DiRAC Fellow Keaton Bell is coordinating an international collaboration of asteroseismologists to study the brightness variations of pulsating white dwarf stars recorded by the Transiting Exoplanet Survey Satellite.

The Transiting Exoplanet Survey Satellite (TESS) is capable of much more than its name suggests. It orbits the Earth, recording the brightness of millions of stars in search of temporary dimming caused by exoplanets orbiting across the faces of their hosts, blocking small amounts of starlight from reaching us. While these data promise to reveal thousands of new planets, they are also a treasure trove for stellar astrophysics research. DIRAC Researcher and NSF Postdoctoral Fellow Keaton Bell coordinates an international subgroup of the TESS Asteroseismic Science Collaboration that is making the most of TESS observations of pulsating white dwarf stars. He led the first publication from the group, “TESS first look at evolved compact pulsators: asteroseismology of the pulsating helium-atmosphere white dwarf TIC 257459955,” which was recently published in Astronomy & Astrophysics.

White dwarf stars are the final remnant objects that 97% of all stars in our Galaxy (including the Sun) will become when they run out of fuel, and their properties betray details of the complicated late stages of stellar evolution. A million times denser than the Sun, white dwarf stars also provide remote cosmic laboratories for studying the physics of matter under extreme compression. Keaton utilizes a powerful method for sounding the interiors of these compact stars called asteroseismology, meaning seismology of the stars. Some white dwarf stars spontaneously vibrate with waves that pass through and are affected by their deep interiors. These stellar pulsations cause miniscule brightness variations that afford asterosesimologists the rare opportunity to probe below a star’s surface, similar to how waves from earthquakes can be used to map the interior of the Earth.

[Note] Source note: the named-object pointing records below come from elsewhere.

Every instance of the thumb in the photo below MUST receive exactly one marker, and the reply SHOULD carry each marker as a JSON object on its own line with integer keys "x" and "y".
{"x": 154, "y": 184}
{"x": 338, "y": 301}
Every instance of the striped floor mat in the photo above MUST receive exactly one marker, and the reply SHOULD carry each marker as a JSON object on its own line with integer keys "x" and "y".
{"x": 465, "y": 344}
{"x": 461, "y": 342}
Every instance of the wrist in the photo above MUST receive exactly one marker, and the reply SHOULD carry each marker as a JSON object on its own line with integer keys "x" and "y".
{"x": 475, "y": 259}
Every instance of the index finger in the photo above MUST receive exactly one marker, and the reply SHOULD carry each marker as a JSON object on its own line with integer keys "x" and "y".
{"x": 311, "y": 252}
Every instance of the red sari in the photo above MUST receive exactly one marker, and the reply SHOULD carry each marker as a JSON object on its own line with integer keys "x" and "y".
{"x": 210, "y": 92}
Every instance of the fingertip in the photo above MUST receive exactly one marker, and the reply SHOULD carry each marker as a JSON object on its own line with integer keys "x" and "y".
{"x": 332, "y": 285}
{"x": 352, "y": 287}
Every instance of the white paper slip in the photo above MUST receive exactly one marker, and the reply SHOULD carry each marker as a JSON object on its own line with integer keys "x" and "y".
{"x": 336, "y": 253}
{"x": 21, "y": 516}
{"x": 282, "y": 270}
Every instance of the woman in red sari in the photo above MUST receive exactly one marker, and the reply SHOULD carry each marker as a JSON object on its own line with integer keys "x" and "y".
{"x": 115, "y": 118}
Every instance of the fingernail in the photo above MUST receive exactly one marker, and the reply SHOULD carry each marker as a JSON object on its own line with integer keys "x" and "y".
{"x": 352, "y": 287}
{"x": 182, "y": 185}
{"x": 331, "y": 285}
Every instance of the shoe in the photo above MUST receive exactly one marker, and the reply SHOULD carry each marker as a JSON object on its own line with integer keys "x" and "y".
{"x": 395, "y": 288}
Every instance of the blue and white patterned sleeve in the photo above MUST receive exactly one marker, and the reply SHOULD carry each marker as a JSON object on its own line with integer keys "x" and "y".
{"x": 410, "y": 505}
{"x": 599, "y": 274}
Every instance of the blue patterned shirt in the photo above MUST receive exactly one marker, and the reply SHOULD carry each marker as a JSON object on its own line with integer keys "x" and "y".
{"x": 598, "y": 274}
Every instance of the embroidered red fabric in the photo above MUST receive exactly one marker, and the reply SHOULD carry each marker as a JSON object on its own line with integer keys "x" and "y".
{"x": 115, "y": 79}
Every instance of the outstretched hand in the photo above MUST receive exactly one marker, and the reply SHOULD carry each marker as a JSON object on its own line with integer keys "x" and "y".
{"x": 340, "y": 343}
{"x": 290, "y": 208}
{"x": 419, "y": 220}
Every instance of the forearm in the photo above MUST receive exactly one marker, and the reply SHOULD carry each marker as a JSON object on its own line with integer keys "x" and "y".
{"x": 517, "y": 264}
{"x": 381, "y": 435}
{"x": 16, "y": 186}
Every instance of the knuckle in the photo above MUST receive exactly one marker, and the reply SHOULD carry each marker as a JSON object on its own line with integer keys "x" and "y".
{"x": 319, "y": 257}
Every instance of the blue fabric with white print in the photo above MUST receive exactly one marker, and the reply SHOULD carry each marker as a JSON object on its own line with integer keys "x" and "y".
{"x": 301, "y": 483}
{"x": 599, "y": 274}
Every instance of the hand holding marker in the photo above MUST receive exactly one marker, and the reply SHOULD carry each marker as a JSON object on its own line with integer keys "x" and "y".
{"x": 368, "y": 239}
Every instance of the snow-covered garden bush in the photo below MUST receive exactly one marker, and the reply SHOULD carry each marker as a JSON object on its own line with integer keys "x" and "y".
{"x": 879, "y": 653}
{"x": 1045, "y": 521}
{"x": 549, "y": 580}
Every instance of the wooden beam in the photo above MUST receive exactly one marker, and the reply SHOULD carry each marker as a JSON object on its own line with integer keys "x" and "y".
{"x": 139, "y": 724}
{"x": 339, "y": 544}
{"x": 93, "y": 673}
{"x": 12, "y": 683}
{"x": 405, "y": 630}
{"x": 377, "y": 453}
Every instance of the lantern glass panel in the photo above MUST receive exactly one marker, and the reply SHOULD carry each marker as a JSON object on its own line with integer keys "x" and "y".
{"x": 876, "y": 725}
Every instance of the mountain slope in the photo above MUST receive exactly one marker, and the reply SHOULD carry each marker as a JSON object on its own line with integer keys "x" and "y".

TESS’s month-long recording of white dwarf target TIC 257459955 allowed the team to accomplish some of the most precise measurements ever obtained of white dwarf pulsation frequencies. TIC 257459955 also turns out to exhibit one of the richest sets of pulsations observed from any white dwarf, providing great potential for constraining its properties. The paper includes two independent interpretations of these measurements led by stellar theorists from both the National University of La Plata in Argentina and Penn State Worthington Scranton. Collaborating through the working group, these teams came together for the first time to directly compare the results of their methods. They find close agreement that reinforces confidence in white dwarf asteroseismology, and the research collaboration is now proceeding to analyze dozens of additional pulsating white dwarf stars that TESS is observing.

Read the paper at ADS

This pulsation spectrum of TIC 257459955 measured by TESS reveals a rich set of brightness variations, including nine labeled pulsation frequencies that probe the interior structure of this white dwarf star.